IIP’s revenue and earnings have soared as it has added more properties. As a REIT, the company must return at least 90% of its taxable income to shareholders in the form of dividends. IIP’s underlying business strength has translated to continually increasing dividend payouts.
3. Significant growth opportunity
The best dividend stocks offer growth along with income. IIP has certainly provided both in the past, but can it continue to grow in the future? I think so. IIP’s path to growth is very simple: Just keep conducting sale-leaseback transactions.
Most of the medical cannabis markets where IIP currently operates are still only in their early stages. As medical cannabis operators scale up, IIP should have more opportunities to add more properties. Also, there are still another 18 states with legal medical cannabis markets where IIP doesn’t yet own properties.

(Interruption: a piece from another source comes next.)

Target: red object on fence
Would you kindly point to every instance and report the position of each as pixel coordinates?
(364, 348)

There are two factors that could put a dent in IIP’s growth. If banking reform for the U.S. cannabis industry passes, some medical cannabis operators could opt to secure loans instead of real estate capital. If marijuana is decriminalized at the federal level, it could pave the way for more REITs to enter the cannabis market and increase competition for IIP.
While these could affect IIP negatively in some ways, my view is that the overall impact of both of these potential changes would be a net positive for IIP over the long run. I think these reforms would expand the U.S. cannabis market, giving IIP more potential customers.
I wrote in December that IIP is the dividend stock most likely to double in 2021. There’s no guarantee that the stock will deliver such a sizzling performance this year, but IIP should still be a big winner for dividend investors for a long time to come.